- Texte visé : Projet de loi de finances pour 2026, n° 1906
- Stade de lecture : 1ère lecture (1ère assemblée saisie)
- Examiné par : Assemblée nationale (séance publique)
Supprimer cet article.
Cet amendement, présenté par le groupe LFI, supprime l'article 19 du projet de loi de finances.
Cet article prévoit le doublement du montant de l’imposition Forfaitaire sur les Entreprises de Réseaux (IFER), applicable aux installations solaires photovoltaïques mises en service avant le 1er janvier 2021, passant de 8,51 € à 16,05 € par kilowatt-crête (kWc), soit une hausse de 88 %.
Une telle mesure, à caractère rétroactif, aura des conséquences économiques et industrielles particulièrement lourdes pour la filière solaire, déjà soumise à une fiscalité bien plus élevée que les autres modes de production d’énergie décarbonée, de 2 à 6 fois supérieure selon les cas.
L’argument avancé pour justifier cette augmentation serait la nécessité de limiter la charge budgétaire liée aux contrats d’achat de l’électricité solaire, jugée excessive au regard des prix de marché actuels.
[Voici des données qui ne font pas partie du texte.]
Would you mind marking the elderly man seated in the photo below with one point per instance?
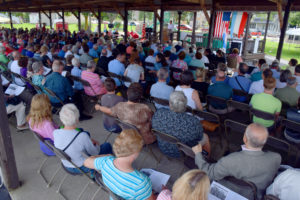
(161, 89)
(96, 87)
(251, 164)
(175, 122)
(58, 84)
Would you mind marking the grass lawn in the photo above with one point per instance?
(289, 50)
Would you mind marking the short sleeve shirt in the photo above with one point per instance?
(267, 103)
(131, 186)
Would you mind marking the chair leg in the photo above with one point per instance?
(39, 171)
(94, 196)
(85, 187)
(53, 176)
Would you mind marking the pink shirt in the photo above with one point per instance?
(45, 129)
(165, 195)
(97, 87)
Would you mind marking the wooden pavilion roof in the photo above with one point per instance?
(146, 5)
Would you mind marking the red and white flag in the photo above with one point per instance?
(221, 23)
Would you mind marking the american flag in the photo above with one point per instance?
(221, 23)
(143, 31)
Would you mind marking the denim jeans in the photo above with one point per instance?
(105, 148)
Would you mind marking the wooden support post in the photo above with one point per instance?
(194, 29)
(211, 25)
(7, 157)
(179, 21)
(284, 27)
(99, 21)
(50, 19)
(244, 51)
(125, 23)
(154, 25)
(63, 17)
(10, 18)
(40, 20)
(161, 25)
(79, 20)
(266, 32)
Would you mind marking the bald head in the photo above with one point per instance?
(256, 136)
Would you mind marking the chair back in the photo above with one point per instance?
(238, 105)
(211, 117)
(186, 150)
(160, 101)
(165, 137)
(279, 146)
(262, 114)
(193, 68)
(289, 124)
(242, 187)
(51, 93)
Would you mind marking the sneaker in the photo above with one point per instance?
(23, 127)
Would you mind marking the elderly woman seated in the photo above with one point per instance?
(117, 172)
(133, 112)
(175, 122)
(75, 141)
(96, 87)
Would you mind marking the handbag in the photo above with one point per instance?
(209, 126)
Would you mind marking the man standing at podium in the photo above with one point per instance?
(171, 29)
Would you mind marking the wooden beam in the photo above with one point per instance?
(7, 156)
(202, 3)
(284, 27)
(266, 32)
(279, 9)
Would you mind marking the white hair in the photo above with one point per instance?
(178, 102)
(75, 62)
(69, 115)
(251, 135)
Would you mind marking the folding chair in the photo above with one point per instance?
(241, 112)
(189, 155)
(42, 140)
(63, 156)
(166, 138)
(279, 146)
(242, 187)
(232, 127)
(270, 197)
Cependant, faire peser rétroactivement une hausse fiscale sur des installations existantes, dont le mode de financement a été construit sur la base du taux d’IFER en vigueur lors de leur mise en service, reviendrait à remettre en cause la stabilité du cadre économique et réglementaire sur lequel repose la confiance des investisseurs.
Outre le signal négatif envoyé aux investisseurs, cette mesure risque d’entraîner une déstabilisation économique des centrales en exploitation, une dégradation des ratios bancaires des projets concernés, sans parler de nombreuses destructions d’emplois da un secteur représentants près de 60 000 emplois directs et indirects.
Alors que la filière solaire s’industrialise avec le développement de gigafactories et de projets hybrides (solaire + stockage), affaiblir ce secteur stratégique irait à l’encontre des objectifs de décarbonation et de souveraineté énergétique. Les acteurs du solaire ont déjà su s’adapter à la baisse des soutiens publics, mais une hausse rétroactive de fiscalité mettrait en péril la viabilité de projets existants.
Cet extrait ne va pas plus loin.